My annoying sister-in-law has tagged me with this meme thing:
because it will annoy him about as much as it does when I get my nieces say to ask, ‘Daddy, where are you going to build the stable?’
and insists I play along. Sigh. Here we go. I have to start with this, from her post:
1) Put the link of the person who tagged you on your blog.
2) Write the rules (I don’t what they are, they must be these five points)
3) Mention 6 things or habits of no real importance about you.
4) Tag 6 persons adding their links directly.
5) Alert the persons that you tagged them.
So here we go.

1. I’ve met Bo Diddley and you haven’t. It was in Hollywood in 1989 on the set of a terrible vampire movie, Rockula, in which he played Axman. I also met his co-star Thomas Dolby and watched him do take after take responding to the line, “Drop the hambone, Stanley.” Meeting Mr Diddley was a bit overwhelming; meeting Mr Dolby wasn’t at all – he’s a lovely chap. The next time I saw him was in the DVD of the cast-of-thousands performance of Pink Floyd’s The Wall in Berlin, a year after the wall came down. Thomas played the Teacher and looked alarmingly like David Benson-Pope. It is worth watching to see Cyndi Lauper as a schoolgirl (talk about whooarr) but also for when Thomas kicks in as David B-P at about 3:00:



2. In the 70s I played guitar in a band with Les White (bass, later of Th’Dudes and seen here in leather trousers in “Be Here Tonight”) and Jenny Morris (later of the Crocodiles and after that a big star in Australia). Positioned directly behind Jenny every night, I had the best seat in the house.

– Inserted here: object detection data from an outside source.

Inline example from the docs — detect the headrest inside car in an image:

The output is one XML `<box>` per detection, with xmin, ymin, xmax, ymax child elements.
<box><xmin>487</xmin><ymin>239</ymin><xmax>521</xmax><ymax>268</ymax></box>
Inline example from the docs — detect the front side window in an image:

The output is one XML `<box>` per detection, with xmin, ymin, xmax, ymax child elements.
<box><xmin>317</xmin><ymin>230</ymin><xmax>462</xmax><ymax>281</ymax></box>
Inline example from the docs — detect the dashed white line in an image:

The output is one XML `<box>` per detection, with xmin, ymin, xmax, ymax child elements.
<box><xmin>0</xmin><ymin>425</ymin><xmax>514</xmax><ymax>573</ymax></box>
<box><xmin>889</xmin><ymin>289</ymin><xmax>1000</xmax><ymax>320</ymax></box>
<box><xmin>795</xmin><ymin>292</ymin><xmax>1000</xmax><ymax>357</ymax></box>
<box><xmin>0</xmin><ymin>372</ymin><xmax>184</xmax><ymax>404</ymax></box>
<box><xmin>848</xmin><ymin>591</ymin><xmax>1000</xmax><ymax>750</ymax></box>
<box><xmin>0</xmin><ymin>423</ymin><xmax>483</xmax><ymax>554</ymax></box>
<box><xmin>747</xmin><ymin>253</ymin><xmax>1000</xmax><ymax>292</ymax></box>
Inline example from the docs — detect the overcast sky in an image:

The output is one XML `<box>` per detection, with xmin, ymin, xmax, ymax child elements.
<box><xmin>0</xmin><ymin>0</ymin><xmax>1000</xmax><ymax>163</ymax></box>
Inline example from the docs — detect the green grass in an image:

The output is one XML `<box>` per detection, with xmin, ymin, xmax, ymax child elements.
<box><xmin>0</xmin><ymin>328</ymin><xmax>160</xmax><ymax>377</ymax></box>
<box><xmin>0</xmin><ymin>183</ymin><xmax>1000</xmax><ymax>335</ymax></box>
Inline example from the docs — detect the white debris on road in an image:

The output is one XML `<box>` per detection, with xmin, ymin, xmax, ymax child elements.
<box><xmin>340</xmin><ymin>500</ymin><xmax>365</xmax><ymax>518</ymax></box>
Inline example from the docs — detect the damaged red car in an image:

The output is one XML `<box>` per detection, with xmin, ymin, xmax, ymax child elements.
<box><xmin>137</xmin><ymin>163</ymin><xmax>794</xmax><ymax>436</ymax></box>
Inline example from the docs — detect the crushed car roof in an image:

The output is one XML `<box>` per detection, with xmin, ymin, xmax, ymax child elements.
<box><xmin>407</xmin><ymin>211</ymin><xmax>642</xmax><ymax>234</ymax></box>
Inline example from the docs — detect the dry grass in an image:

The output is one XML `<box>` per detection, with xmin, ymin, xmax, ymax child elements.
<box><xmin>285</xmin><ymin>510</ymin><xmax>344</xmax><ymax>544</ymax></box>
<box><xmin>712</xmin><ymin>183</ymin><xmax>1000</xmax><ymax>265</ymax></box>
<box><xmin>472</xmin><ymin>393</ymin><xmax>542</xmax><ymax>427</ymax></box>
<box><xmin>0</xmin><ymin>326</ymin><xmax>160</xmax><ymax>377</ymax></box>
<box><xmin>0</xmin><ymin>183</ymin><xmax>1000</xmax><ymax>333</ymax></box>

Here she is with Bruno Lawrence (yes, that Bruno Lawrence, drums), Peter Dasent (piano), Tina Matthews (bass), the always amazing Tony Backhouse (left guitar) and Fane Flaws (right guitar), aka the Crocodiles, performing “Tears”. Greatest NZ pop song ever, and as it’s NZ Music Month, this is my response to HomePaddock’s challenge:



3. Of the dozen or so books I’ve published, there’s one I have never seen – the cookbook (it doesn’t have my name on it, for all the obvious reasons and then some). It was a contract job for a major multinational so I have no idea how well it sold (you only get sales info if you get royalties and thus royalty statements, but I usually write for a fee, which is much tidier), but they told me it did all right. It involved muffins, and I have never made a muffin in my life. Apart from the occasional T-shirt incident.

4. In the index to Bill Manhire’s essay collection Doubtful Sounds, there are more references to me than to Christian Cullen. Three to one, from memory. Which would be impressive if he was referring to Christian Cullen the Paekakariki Express, but no, it was Christian Cullen the racehorse.

5. Did I mention that my sister-in-law LaughyKate is the most annoying sister-in-law in the world?

6. And I am too boring to have as many as six “things or habits of no real importance” worth mentioning.

Now I’m supposed to tag more suckers. OK, Chris, Mark and Rob of NZBC, you’re it.

3 comments:

laughykate said...

You've MET Thomas Dolby???

Stephen Stratford said...

Yep. He saw I was talking to a mutual friend and came over and introduced himself. Nicest rock star I've ever met. Also, the only one.

Unknown said...

T Shirt incident? Is there anything we should be advised about?